Environmental lawyers call on German govt to support ban on EIB gas lending
Clean Energy Wire / EurActiv
ClientEarth, an NGO of lawyers and environmental experts, has called on the German government to back the proposal to ban all fossil fuel projects, including natural gas, from the list of those eligible for European Investment Bank (EIB) support. In a letter addressed to German ministries ahead of the EIB Board meeting on 14 November – in which the bank plans to adopt a new set of lending rules – ClientEarth said the government would act in contradiction to EU law if it continued to oppose the proposal. In a separate letter sent to the EIB, the organisation said that continued gas lending would constitute a “clear breach” of the EIB’s legal duties. For example, investments in gas projects “would be inconsistent with the emission reductions and clean energy investment required by the Paris Agreement,” to which the EU is a signatory.
After the previous Board meeting on 15 October 2019, Germany was reportedly among the countries that opposed plans to purge the EIB’s loan books of all fossil fuels, including gas, by 2020. The German government considers the fossil fuel a “bridging technology” for the energy transition.

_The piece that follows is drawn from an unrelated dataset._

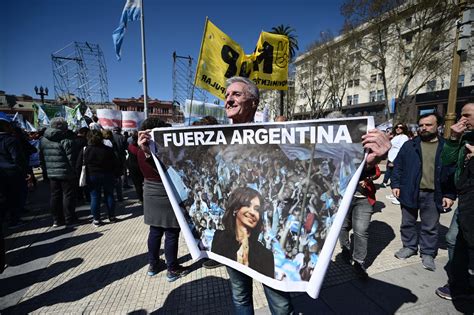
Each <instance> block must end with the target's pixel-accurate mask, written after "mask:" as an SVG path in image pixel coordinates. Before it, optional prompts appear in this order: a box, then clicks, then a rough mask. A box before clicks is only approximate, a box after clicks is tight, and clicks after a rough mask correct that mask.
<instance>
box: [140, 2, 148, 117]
mask: <svg viewBox="0 0 474 315" xmlns="http://www.w3.org/2000/svg"><path fill="white" fill-rule="evenodd" d="M140 6H141V10H140V21H141V31H142V72H143V112H144V113H145V119H146V118H148V86H147V78H146V54H145V16H144V13H143V11H144V10H145V9H144V8H143V0H140Z"/></svg>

In a guest commentary in the German business weekly WirtschaftsWoche, Fridays for Future climate activist Luisa Neubauer wrote that the decision offers the opportunity for German finance minister Olaf Scholz to “prove his sense of responsibility as a finance politician in the climate crisis.”
EurActiv reported that the EIB is set to offer a compromise intended to win consensus among its 28 shareholders – the EU member states – which would include delaying the 2020 phase-out deadline for certain projects and offering advantageous lending conditions to all member states. EIB president Werner Hoyer told reporters on 11 November that it was too soon to predict Thursday’s decision, despite support from the EU’s finance ministers, who signed a joint statement on Friday in favour of scrapping fossil fuel funding, writes EurActiv.